The Toronto News notes that, before anyone had talked to Professor Johnston, “She contacted Oriyah Barzilay, the president of Hasbara at York — an Israel advocacy group on campus — who then sent a press release to media and other Jewish community groups calling for Johnston to be fired.”
The stupidity of this episode goes without saying. I’ve noted before that being taken out of context is hardly the fault of the individual in question, and yet careers can and have been jeopardised by someone else jumping to wrong conclusions.
We need a new word, since “say” in this context is ambiguous. Did Prof. Johnston say that all jews should be sterilised? Yes and no. Those words literally came out of his mouth. However, he does not believe that sentence to be true, and was not affirming it to be true. He didn’t really say that. Prof. Johnston couldn’t respond: “I didn’t say that all jews should be sterilised”, because he did. However, the sentence – “Though I literally said the words ‘all jews should be sterilised’, from the context it was clear that I do not believe and was not affirming the proposition: ‘all jews should be sterilised'” – is too long to be a sound bite. We need a headline-able comeback, something as punchy as “I didn’t say that”, but literally true in cases of quotations taken out of context.
Here’s the challenge. We need a single verb to put in this sentence:
I didn’t X that.
where X means something like: “affirm and believe, though the exact words that came out of my mouth – when taken out of context – seem to suggest otherwise”.

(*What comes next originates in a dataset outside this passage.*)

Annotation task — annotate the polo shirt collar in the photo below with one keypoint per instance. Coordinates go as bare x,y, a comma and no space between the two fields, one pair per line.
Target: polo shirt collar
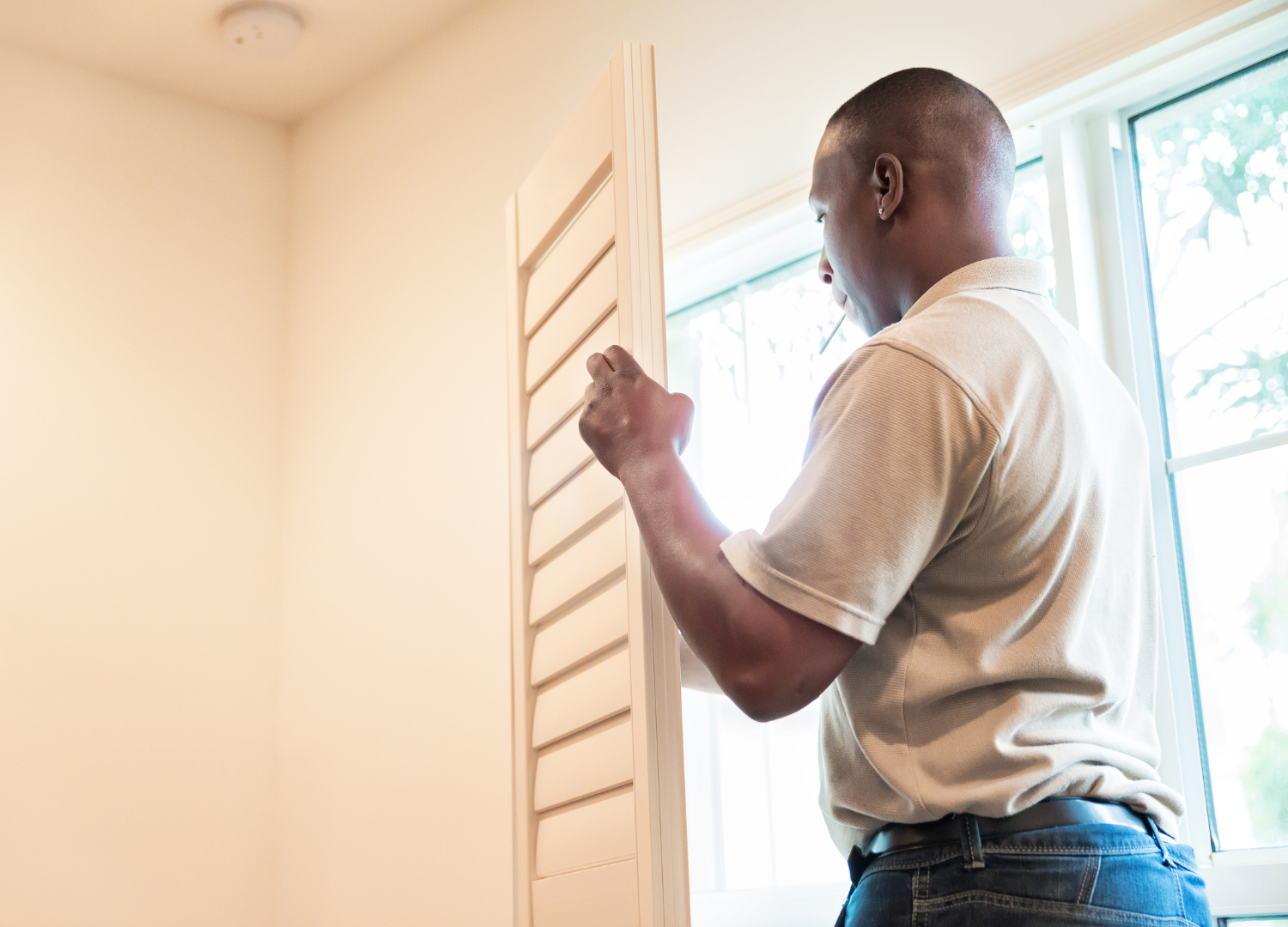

Some ideas: affirm, assert, claim, confirm, contend, declare, defend, endorse, profess, state, sustain, substantiate, support. These all seem a little weak. we need something stronger.

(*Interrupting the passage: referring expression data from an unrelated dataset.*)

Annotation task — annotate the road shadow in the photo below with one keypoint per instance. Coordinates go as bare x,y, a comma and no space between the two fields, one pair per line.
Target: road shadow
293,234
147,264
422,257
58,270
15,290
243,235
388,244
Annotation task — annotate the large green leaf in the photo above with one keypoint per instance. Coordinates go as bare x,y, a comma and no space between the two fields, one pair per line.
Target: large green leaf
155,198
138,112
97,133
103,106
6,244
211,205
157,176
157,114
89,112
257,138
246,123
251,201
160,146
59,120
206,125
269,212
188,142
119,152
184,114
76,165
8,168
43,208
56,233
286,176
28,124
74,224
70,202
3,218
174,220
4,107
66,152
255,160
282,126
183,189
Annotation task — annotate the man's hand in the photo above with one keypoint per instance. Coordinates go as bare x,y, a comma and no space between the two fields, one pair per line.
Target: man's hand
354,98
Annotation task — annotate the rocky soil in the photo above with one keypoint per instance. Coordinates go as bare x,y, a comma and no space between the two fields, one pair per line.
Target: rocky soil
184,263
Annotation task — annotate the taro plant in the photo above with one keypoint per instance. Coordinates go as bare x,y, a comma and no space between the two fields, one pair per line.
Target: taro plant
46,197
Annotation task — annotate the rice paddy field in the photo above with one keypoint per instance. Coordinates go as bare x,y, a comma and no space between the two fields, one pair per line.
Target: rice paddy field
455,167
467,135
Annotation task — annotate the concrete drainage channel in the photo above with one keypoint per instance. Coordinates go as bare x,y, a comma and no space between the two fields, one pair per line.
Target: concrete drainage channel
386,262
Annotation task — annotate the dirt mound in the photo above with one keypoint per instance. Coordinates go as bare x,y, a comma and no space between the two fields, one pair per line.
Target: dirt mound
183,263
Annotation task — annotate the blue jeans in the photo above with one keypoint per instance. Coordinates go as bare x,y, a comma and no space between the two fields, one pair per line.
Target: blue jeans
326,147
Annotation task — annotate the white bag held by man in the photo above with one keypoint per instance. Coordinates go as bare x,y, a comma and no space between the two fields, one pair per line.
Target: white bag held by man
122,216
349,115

Finally, Oriyah Barzilay must resign. Anti-Semitism is a very serious thing, and a charge of anti-Semitism is a very serious charge. Likewise, a false accusation of anti-Semitism is a grievous thing – it needlessly damages the accused and cheapens the offence. Anyone willing to write a press release calling for a career to be ended over anti-Semitism while not making even the smallest effort to check the facts (in this case, the second half of the sentence in question) has so abused their position as a representative of the Jewish community that they must go. Those in a position to claim to be the victim of a hate crime must accept the full responsibility of a false accusation.
Read Full Post »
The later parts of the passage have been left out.